By training the agent using this code, we can effectively learn a policy that maximizes positive feedback from the human, and improve the performance of the agent in the game.

#RL, ai alignment, and, Bottle, deep, Deep Learning, derivations, dive, django, exploring, fastapi,, feedback, flask, generalized advantage estimation, hugging face, human, implementation, Keras, Kivy, Language Models, large language models, learning, machine learning, math, mathematical, ppo, proximal policy optimization, PyQt, PySimpleGUI, python, PyTorch, reinforcement, Reinforcement Learning, reinforcement learning from human feedback, rlhf, scikit-learn, TensorFlow, through, Tkinter, trl, Tutorial, with

Alfalfa

0 0 votes

Article Rating

19 Comments

Oldest

Newest Most Voted

Inline Feedbacks

View all comments

@alexandrepeccaud9870

8 months ago

This is great

@SethuIyer95

8 months ago

So, to summarize
1) We copy the LLM, fine tune it a bit with a linear layer, and use the -log(sigmoid(good-bad)) to generate the value function (in a broader context and with LLMs). We can do the same for reward model.
2) We then have another copy of LLM – the unfrozen model, the LLM itself, and the reward model and try to match the logits similar to the value function but also keeping in mind the KL divergence of the frozen model.
3) We also add a bit of exploration factor, so that model can retain the creativity.
4) We then sample a list of trajectory, then consider on running rewards, not changing the past rewards and then compute the rewards, while comparing the rewards with the reward when most average action is taken, to get the sense of the gradient of increasing rewards wrt trajectories.
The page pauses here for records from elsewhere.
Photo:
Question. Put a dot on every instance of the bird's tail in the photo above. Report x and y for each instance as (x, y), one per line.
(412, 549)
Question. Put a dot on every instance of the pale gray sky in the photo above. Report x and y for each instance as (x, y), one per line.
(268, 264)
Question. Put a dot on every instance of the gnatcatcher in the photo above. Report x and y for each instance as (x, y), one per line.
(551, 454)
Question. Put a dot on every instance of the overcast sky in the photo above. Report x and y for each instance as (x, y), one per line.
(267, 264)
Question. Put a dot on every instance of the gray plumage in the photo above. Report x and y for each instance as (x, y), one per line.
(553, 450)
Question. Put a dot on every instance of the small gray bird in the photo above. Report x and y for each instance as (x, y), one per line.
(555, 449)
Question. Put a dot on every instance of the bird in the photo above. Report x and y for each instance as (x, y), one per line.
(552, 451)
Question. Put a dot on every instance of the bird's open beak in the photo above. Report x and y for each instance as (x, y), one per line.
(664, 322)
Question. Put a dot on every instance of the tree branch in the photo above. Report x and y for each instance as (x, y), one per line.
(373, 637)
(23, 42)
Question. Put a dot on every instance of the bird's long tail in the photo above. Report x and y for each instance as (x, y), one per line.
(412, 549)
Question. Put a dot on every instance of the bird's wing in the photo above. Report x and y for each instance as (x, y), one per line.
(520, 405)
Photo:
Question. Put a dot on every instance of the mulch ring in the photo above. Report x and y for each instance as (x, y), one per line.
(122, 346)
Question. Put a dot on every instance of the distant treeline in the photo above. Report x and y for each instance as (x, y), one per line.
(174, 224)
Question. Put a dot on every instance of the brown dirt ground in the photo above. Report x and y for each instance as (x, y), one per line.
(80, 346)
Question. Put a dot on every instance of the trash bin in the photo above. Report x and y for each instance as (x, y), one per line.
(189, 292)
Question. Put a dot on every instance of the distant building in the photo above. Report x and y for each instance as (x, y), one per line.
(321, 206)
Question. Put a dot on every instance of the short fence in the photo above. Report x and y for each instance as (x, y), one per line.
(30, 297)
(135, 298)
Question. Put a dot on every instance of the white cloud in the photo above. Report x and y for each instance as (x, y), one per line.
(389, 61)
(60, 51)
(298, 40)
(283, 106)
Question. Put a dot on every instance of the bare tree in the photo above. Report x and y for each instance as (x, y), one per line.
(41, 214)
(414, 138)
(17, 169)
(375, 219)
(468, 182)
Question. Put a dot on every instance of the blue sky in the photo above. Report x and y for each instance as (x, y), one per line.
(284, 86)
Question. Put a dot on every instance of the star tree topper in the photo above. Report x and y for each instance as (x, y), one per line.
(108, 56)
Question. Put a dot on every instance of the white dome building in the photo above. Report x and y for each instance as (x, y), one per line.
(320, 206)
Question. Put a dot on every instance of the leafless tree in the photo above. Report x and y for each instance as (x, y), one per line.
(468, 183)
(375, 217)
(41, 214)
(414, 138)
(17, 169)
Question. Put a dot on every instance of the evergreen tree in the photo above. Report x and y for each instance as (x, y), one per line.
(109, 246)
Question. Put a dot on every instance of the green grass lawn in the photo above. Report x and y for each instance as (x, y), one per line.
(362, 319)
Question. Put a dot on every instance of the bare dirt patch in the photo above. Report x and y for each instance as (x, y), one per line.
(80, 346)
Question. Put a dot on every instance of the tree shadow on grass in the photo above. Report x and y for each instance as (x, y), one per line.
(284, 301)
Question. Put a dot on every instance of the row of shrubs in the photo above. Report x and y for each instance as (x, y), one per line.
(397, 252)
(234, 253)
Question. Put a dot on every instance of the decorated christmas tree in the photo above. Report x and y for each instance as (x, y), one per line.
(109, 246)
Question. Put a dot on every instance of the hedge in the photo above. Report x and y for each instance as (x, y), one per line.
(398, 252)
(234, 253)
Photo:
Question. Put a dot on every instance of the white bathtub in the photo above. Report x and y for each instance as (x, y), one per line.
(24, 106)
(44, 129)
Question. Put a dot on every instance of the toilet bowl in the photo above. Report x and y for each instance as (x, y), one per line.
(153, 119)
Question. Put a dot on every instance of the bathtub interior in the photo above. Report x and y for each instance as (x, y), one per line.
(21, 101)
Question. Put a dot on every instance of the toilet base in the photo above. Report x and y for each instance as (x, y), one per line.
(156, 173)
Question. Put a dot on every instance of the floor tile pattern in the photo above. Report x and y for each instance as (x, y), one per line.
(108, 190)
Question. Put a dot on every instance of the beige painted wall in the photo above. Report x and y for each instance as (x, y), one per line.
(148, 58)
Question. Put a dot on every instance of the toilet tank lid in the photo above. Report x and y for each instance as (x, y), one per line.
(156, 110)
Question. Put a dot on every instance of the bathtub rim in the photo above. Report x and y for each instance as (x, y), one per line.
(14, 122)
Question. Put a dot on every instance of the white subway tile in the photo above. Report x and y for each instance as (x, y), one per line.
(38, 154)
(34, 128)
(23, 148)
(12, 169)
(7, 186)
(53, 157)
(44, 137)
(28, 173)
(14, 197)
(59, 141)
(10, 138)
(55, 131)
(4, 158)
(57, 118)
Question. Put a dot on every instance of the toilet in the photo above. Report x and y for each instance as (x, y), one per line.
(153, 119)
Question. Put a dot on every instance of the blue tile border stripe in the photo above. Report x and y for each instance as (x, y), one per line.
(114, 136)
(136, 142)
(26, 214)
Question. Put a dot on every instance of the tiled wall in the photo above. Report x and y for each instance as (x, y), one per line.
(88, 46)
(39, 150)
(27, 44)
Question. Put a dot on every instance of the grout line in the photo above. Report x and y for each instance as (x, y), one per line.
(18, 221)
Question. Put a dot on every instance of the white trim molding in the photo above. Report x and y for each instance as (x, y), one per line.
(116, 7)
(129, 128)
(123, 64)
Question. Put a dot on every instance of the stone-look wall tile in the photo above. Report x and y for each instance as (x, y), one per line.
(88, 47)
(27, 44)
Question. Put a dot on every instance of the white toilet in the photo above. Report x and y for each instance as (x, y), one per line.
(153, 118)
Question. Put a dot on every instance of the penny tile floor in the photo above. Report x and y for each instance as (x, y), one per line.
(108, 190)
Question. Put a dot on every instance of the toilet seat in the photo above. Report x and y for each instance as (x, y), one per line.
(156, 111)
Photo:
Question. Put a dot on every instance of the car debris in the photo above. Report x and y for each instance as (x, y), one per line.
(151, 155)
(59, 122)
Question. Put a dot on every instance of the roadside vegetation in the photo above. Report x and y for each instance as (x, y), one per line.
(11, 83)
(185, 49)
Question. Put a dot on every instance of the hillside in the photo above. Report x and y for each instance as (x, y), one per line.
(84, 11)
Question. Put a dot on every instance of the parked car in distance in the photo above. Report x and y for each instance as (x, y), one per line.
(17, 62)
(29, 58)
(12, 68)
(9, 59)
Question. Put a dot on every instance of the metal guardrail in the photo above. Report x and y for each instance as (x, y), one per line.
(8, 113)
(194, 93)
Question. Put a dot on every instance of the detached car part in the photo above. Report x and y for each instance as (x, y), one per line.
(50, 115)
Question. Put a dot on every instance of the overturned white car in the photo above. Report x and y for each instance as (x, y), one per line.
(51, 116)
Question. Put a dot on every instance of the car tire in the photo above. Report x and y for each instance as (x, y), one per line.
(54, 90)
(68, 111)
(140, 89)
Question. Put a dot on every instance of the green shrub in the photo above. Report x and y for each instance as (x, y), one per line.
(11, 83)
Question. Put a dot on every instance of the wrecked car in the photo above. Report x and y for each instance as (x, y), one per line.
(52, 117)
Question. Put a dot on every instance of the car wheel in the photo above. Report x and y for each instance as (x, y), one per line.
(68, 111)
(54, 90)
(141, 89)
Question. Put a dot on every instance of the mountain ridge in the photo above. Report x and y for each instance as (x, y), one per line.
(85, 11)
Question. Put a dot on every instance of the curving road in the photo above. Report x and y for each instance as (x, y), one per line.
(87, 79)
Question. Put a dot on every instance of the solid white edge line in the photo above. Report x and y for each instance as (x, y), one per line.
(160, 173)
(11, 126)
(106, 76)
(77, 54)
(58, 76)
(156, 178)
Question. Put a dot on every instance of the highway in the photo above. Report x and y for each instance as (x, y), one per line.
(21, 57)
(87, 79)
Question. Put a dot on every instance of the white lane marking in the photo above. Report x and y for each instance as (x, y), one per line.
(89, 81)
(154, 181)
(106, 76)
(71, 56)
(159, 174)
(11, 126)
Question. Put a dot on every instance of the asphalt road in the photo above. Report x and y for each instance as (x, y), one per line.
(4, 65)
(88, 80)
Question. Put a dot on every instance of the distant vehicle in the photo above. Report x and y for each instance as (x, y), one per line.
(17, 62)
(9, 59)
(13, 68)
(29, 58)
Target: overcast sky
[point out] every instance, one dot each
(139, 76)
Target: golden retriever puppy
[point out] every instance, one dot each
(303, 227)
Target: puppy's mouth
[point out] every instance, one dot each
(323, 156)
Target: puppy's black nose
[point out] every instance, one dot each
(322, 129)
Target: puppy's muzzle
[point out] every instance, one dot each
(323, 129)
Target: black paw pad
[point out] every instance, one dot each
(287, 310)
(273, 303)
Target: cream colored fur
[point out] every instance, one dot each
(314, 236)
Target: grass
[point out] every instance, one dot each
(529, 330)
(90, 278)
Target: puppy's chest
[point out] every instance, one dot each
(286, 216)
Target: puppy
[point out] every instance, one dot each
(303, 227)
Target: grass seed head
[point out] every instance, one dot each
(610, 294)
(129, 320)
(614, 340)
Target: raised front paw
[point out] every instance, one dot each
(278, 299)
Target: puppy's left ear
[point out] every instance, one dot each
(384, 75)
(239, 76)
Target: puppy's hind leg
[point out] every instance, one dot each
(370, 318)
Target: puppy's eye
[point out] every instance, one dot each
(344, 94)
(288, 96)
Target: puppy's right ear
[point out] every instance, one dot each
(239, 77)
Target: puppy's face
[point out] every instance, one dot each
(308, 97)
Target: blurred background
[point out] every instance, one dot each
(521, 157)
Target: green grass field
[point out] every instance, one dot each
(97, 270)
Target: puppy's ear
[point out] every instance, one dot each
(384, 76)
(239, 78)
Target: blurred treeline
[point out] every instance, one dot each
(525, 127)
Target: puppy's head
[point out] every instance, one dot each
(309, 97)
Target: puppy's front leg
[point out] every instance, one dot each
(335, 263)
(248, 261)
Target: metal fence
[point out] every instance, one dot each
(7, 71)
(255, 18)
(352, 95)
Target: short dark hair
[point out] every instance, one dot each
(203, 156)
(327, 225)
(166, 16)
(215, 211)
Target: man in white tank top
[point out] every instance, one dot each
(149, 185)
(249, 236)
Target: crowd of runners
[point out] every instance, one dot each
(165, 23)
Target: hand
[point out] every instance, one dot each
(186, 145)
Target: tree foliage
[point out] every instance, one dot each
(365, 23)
In the end, we will have a model which is not so different from the original model but prioritizes trajectories with higher values.

@YKeon-ff4fw

8 months ago

Could you please explain why in the formula mentioned at the 39-minute mark in the bottom right corner of the video, the product operation ranges from t=0 to T-1, but after taking the logarithm and differentiating, the range of the summation becomes from t=0 to T? 🙂

@tk-og4yk

8 months ago

Amazing as always. I hope your channel keeps growing and more people learn from you. I am curious how we can use this optimized model to give it prompts and see what it comes up with. Any advice how to do so?

@arijaa.9315

8 months ago

I can not thank you enough! It is clear how much effort you put for such high quality explanation. Great explanation as usual!!

@nishantyadav6341

8 months ago

The fact that you dig deep into the algorithm and code sets you apart from the overflow of mediocre AI content online. I would pay to watch your videos, Umar. Thank you for putting out such amazing content.

@zhouwang2123

8 months ago

Thanks for your work and sharing, Umar! I learn new stuff from you again!
Btw, does the KL divergence play a similar role as the clipped ratio to prevent the new policy from far away from the old one? Additionally, unlike actor-critic in RL, here it looks like the policy and value functions are updated simultaneously. Is this because of the partially shared architecture and out of the computational efficiency?